New Approaches to the Institutional Care of Children
Day 1 of workshop on New Approaches to the Institutional Care of Children by Sr Joyce Meyer
What an informative and interactive day sponsored by the GHR foundation out of Minneapolis, in US.
It began wit prayer called a Banquet of Hope- by a painting by Joey Velasco from the Philippines of Jesus at a banquet with 12 named street children- those often forgotten.
Sr Pat MURRAY reminded us of our Christian responsibility to care for orphans and widows; that children have rights to be respected and kept as close to family as possible.
Dr Janestor Twikirize from Makere University presented trends in care for children that created lively discussion of the challenges, and primarily of the challenge to change for all of us in child care institutions. We need to face changes in our ministry identities and new ways of interpreting charisms of child care.

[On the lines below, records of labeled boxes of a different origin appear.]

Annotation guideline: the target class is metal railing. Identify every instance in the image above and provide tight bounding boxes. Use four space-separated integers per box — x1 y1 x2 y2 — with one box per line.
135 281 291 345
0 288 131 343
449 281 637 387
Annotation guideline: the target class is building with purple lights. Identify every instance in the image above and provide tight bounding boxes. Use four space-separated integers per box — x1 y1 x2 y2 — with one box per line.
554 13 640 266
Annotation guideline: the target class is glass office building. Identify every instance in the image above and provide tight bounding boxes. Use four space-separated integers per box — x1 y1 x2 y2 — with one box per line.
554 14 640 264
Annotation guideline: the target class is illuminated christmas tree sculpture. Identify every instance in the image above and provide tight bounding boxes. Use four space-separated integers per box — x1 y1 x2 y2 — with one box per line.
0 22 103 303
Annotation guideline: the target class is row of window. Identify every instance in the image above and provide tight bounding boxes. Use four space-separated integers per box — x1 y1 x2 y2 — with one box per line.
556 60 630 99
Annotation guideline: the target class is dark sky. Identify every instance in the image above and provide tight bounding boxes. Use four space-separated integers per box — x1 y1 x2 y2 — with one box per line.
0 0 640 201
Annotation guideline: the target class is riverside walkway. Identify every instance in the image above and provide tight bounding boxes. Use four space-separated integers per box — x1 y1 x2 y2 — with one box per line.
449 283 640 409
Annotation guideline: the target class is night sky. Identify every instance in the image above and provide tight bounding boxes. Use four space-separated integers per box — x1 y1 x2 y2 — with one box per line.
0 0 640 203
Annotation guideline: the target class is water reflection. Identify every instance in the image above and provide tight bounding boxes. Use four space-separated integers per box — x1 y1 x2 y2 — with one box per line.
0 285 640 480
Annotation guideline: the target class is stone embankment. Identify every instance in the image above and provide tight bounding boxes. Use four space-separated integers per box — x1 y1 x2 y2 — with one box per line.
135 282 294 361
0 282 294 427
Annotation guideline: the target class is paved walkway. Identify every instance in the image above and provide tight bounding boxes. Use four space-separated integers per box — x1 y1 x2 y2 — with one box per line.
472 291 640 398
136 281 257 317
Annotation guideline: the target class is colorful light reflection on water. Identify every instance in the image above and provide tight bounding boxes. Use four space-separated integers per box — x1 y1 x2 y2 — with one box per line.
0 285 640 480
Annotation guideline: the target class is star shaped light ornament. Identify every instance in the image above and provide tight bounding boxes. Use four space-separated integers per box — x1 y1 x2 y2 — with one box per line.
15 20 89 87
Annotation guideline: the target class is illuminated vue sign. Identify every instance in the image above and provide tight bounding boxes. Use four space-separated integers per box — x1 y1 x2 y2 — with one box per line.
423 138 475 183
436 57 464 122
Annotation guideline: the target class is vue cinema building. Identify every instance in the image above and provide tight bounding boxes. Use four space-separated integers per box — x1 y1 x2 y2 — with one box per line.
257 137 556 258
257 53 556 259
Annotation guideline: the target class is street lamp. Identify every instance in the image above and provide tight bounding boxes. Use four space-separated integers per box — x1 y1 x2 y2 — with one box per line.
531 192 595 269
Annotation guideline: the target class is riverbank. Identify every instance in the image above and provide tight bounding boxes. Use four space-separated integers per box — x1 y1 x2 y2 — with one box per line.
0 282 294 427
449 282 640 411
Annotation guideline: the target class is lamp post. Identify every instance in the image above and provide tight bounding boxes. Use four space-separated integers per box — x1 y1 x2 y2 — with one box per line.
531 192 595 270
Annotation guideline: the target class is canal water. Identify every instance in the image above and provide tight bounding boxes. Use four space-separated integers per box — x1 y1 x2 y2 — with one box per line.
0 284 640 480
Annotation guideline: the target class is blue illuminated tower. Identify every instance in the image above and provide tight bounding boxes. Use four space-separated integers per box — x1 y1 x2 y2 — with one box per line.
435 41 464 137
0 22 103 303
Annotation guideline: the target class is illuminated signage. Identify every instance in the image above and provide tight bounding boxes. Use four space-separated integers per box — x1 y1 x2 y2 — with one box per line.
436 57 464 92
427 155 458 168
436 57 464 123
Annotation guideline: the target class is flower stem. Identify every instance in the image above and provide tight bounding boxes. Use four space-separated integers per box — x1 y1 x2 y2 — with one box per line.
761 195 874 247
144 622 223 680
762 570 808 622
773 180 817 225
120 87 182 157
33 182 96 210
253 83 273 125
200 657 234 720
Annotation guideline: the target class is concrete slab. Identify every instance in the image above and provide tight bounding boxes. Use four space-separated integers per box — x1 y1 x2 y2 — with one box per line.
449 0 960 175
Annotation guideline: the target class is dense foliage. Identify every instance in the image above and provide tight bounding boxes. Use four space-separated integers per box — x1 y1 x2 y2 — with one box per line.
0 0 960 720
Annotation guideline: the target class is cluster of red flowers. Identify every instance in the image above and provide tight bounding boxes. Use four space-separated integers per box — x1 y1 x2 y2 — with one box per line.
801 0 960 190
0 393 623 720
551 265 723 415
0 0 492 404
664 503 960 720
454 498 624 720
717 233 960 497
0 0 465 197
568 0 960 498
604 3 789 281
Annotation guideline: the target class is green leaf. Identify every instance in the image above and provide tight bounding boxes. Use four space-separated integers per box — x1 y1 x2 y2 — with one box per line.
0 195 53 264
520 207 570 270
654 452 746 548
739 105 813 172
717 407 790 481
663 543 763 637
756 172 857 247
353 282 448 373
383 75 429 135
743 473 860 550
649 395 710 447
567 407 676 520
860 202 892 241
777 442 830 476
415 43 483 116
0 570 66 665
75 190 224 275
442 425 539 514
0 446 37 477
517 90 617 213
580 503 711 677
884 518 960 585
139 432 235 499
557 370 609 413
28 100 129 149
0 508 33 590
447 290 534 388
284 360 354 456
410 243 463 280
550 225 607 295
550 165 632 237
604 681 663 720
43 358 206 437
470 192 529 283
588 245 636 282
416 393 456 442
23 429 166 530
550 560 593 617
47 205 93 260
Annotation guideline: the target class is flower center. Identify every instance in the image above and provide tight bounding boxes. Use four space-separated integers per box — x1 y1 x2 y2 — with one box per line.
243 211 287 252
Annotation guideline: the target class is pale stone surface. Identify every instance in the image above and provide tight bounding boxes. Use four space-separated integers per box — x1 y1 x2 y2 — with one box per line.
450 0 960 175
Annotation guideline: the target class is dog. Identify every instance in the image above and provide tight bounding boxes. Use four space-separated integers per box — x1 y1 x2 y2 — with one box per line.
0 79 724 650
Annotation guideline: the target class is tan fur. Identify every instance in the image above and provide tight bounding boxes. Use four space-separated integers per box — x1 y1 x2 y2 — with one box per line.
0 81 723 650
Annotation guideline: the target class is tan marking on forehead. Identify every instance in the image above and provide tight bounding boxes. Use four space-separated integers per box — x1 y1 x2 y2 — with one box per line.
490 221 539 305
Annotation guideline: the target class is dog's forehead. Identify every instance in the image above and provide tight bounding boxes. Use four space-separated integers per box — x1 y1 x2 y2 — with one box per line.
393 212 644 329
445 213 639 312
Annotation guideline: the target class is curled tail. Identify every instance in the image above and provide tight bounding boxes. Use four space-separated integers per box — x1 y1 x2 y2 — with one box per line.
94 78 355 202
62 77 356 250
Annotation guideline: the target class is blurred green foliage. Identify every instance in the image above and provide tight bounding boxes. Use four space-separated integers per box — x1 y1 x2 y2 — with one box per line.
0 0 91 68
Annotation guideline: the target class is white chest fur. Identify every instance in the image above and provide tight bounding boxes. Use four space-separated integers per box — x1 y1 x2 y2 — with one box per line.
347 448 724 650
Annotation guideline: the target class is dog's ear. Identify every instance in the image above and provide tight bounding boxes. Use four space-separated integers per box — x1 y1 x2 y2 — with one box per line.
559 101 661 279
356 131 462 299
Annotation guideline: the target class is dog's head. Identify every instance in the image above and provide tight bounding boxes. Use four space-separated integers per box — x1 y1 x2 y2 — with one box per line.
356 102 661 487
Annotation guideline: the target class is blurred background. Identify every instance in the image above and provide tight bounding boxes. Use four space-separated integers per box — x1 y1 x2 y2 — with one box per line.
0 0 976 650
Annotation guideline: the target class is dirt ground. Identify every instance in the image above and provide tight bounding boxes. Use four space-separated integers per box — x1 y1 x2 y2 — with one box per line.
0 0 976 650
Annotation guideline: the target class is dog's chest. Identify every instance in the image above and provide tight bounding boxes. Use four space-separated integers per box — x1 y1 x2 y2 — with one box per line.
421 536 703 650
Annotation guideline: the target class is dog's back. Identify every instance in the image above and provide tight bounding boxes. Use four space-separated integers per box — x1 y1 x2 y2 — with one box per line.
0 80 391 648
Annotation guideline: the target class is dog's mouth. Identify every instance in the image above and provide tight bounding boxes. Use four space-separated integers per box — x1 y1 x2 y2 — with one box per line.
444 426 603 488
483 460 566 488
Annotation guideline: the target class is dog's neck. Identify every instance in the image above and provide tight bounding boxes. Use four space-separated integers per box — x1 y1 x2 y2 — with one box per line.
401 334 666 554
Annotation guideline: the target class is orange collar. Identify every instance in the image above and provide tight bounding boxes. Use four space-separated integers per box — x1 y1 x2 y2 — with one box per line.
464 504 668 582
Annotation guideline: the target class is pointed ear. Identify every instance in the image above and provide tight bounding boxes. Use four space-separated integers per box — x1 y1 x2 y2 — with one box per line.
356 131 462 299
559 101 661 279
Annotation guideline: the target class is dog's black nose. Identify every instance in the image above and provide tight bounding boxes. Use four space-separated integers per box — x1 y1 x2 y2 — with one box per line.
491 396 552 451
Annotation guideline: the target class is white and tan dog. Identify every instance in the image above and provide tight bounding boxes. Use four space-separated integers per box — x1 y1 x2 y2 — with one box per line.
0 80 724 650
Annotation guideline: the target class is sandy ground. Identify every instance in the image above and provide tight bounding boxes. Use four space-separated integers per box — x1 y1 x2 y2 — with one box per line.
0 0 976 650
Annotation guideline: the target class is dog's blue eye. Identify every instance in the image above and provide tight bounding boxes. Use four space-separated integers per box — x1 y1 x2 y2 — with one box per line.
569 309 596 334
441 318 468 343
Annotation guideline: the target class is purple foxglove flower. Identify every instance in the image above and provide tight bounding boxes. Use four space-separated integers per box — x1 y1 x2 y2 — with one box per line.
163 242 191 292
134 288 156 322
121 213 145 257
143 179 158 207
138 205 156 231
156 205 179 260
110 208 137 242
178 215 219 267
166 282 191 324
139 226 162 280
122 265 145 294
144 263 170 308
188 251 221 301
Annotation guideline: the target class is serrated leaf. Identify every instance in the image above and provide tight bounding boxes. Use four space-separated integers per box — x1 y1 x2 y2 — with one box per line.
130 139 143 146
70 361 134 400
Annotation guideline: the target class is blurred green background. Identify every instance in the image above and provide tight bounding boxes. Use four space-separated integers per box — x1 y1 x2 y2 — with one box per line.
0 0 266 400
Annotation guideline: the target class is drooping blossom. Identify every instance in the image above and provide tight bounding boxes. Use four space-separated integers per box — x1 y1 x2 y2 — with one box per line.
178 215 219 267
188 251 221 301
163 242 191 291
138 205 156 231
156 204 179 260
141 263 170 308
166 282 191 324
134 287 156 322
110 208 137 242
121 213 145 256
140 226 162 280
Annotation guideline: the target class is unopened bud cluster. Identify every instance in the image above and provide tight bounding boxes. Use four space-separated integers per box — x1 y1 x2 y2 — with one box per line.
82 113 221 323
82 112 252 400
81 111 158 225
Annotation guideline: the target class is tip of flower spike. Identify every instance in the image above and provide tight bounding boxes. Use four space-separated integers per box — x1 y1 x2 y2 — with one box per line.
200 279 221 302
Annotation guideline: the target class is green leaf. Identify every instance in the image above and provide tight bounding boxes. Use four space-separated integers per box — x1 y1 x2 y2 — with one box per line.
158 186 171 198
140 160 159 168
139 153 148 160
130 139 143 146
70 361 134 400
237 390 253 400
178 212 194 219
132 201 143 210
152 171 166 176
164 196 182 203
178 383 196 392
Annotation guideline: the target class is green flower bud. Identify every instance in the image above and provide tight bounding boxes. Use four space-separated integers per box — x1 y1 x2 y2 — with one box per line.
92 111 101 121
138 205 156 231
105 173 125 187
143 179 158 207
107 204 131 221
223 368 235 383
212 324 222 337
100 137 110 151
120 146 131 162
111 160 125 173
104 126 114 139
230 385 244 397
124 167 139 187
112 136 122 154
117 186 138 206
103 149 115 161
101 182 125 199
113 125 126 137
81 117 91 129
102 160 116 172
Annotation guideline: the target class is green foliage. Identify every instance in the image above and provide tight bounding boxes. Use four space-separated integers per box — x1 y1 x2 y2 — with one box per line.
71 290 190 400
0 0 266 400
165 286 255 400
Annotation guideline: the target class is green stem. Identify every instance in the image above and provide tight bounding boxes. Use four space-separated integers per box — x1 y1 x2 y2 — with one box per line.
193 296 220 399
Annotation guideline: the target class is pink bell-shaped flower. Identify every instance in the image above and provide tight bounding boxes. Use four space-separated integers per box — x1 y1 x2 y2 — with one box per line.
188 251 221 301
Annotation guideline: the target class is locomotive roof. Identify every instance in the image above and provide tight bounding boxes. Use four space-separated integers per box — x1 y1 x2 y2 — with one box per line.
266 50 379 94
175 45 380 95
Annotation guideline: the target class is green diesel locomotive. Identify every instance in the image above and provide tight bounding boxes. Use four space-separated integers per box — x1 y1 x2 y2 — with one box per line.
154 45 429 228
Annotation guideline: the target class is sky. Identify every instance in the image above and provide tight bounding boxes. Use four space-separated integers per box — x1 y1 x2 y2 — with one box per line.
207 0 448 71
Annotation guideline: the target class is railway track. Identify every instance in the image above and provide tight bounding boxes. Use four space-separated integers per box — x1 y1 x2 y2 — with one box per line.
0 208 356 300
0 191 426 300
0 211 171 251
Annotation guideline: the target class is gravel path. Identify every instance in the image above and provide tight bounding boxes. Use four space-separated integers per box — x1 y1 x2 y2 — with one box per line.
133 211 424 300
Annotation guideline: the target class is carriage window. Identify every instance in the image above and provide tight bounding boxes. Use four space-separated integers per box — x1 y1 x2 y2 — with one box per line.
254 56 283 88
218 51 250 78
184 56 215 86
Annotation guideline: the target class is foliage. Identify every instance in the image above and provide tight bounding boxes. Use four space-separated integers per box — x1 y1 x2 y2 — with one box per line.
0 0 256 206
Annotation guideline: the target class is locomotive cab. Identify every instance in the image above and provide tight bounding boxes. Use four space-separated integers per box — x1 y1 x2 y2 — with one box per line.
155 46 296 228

Kathleen Mahoney from GHR revealed to us a project of global, regional and country mapping of catholic institutional care of children and vulnerable persons with information gleaned from the Vatican annuarium that lists 10 different types of Church sponsored institutions. Soon, all of us can digitally find our ministries on a global map! Very exciting.
Don’t forget the children’s needs of incarcerated mothers was the plea of Sister Tessa Fitzgerald, CSJ from Hour Children in New York. She shared stories of three such women who participated in programs of Hour Children in prison to become good mothers even while in prison, knowing their children are being kept safe in a community environment.
Google Hour Children in Queens, NY.
Day 2 of workshop on New Approaches to the Institutional Care of Children by Sr Joyce Meyer
Our day began with a beautiful prayer to Mary for protection of her children, accompanied by a lovely painting ( Painter not identified) of Mary surrounded by children.
First speaker was Kelly Bunkers, a child protection consultant in Kenya. She reminded us of the UN convention on children’s rights, and particularly article 20 stressing importance of alternatives to residential care: strengthing families to prevent separation; range of care options when nuclear family cannot take responsibility (kin or neighbors), keeping siblings together and avoiding placing babies under 3 in residential care.
Two important principles must be followed: remove child only if absolutely necessary and seek alternative appropriate care for this PARTICULAR child.
Goals must be: prevention of separation, strengthening families,expanding alternative options and finding family for re- integration into community.
This was followed by a panel of experiences of transitions from institutional care to community based care from 3 levels: personal, congregational and conference of religious.
Personal: Barbara Staley, MSSH shared her experience in a remote region of Swaziland responding to families devastated by HIV and TB.
Chiefs overwhelmed by deaths and numbers of children left behind begged Sisters to help them. Community had no experience of orphanages and were adamant:
“No orphanages “ would be acceptable, But boarding schools were. First one opened without water or electricity and was inundated the first night-98 children appeared, without records of names or families. Search began for each child’s identity; nuclear family was elusive so sister’s found relatives or others willing to keep the children traumatized by loss of connection.
Case management was imperative. Only two sisters had been assigned for this ministry so it was imperative to organize the community to help. This collaboration evolved into broader scope including government. This new way of care was slow. But hard work and grit paid off for the sake of the children who found new ways of being loved and belonging.
Sr Madonna Wimaladasa, Good Shepherd Sister from Sri Lanka was next. The Congregational chapter in 2015 chose strategic planning at all levels as a new goal. Sri Lanka province included “rights based care
Their goals were to empower communities of tea picker families to take responsibility for thei children through self help groups, parenting classes, and teaching about children’s’ rights.
Transition from institutional care begun in 1896, to community based care was challenging for Sisters and families used to having thei children cared for outside the family.
They are still in transition, but success is recognized in children’s ability understand they have rights and to advocate for them and new pride of parents in their children.
Challenges continue as fear of change in the way of caring is still present as is the hard work of learning new skills and trusting it is necessary.
Uganda Conference of Religious members’ decision to transition from institutional to community based care of children was a huge step.
The Uganda government had implemented the UN strategy to get children out of institutions that did not meet determined government requirements of care.
The Conference was proactive, working together to become champions of child care in thei country.
Sister Alice Javan and Nr Joseph Sentongo described the strategy: strengthen charisms and ministries of sisters involved in child care through capacity building in social work skills and child protection.
Challenges were and are many: superiors needed education as well as care- givers, funding is at issue-no government money yet, but positive affirmation as government looks to sisters for guidance; GHR foundation is assisting the sisters with education and educational materials being used by government; winning hearts of donors to change attitudes from institutional interest to family support remains challenging.
Bishops and priests are looking to the sisters to educate their parishioners too, so, the motto of the conference: “a family for every Child” is moving ahead with great passion!
The over-all theme of these days: “Take Courage, do not be afraid to change. Our religious life charism is to be prophetic in caring for the least of all- our children, God’s children”. Prayers for you all!